A diplomacia de Lula, assim como a sua política econômica de rombos fiscais e escândalos, é como um ataque de gafanhotos que dizima tudo o que outros plantaram. É o oposto do Brasil real, fruto do trabalho e da competência dos brasileiros que, além de jamais se afastarem dos valores da civilização ocidental, criaram a Embrapa em 1973. Desde a bem-sucedida expansão da fronteira agrícola brasileira, baseada em pesquisa científica de ponta made in Brazil, que transformou o país que antes importava alimentos em um dos maiores exportadores de comida, é este o Brasil eficiente e produtivo que faz o mundo momentaneamente tapar o nariz para os desmandos e bobagens que se fazem por aqui. O mundo continua girando e a cada 360º precisa da certeza de que vamos continuar produzindo excedentes de commodities agropecuárias e garantir a estabilidade global com o básico, ou seja, comida na mesa.

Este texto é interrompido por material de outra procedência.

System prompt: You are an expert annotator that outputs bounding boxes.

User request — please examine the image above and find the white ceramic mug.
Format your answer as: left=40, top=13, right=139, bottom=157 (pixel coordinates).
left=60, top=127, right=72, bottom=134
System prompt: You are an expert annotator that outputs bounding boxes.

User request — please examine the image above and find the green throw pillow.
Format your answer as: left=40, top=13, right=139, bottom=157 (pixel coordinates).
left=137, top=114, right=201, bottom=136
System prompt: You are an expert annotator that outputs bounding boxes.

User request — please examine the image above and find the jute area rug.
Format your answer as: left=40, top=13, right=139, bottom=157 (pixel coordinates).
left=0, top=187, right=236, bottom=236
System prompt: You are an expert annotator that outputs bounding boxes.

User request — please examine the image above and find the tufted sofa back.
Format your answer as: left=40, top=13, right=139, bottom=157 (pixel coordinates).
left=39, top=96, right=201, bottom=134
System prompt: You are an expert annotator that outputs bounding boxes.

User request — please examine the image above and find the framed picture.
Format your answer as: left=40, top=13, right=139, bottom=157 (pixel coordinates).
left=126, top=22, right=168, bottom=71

Por essas e outras razões, apesar do desastroso governo Lula no seu papel na diplomacia, uma pergunta se faz necessária: são os produtores brasileiros e o Brasil que dependem da China, por exemplo, nossa maior compradora de comida e parceira comercial, ou são a China e os chineses que dependem de nós? A pergunta não pretende criar cizânia nas nossas relações internacionais ou especificamente com Pequim. Mas em tempos de redesenho global de protagonismos e influências, da retomada da liderança americana no mundo com a volta de Donald Trump à Casa Branca, depois do avanço da influência econômica chinesa desde o início do século, que lugar o Brasil pretende ocupar nessa reconfiguração do tabuleiro da geopolítica? Porque precisa escolher. Mais que escolher, ser mais ousado do que costumeiramente tem sido ao reivindicar seu papel global. A batalha atual das relações internacionais por protagonismo é uma realidade e oportunidade de ascensão que não admite receios. Não será uma cadeira no Conselho de Segurança da ONU a ditar a importância de nações. Soft power e dependência estratégica de seus insumos são os divisores de quem vai mais falar ou ouvir a partir de agora. O Brasil não pode mais perder tempo em se imaginar coadjuvante. Quando um único país é a garantia sustentável de comida para mais de 10% da população de um planeta com quase 200 países, a modéstia é desaconselhável.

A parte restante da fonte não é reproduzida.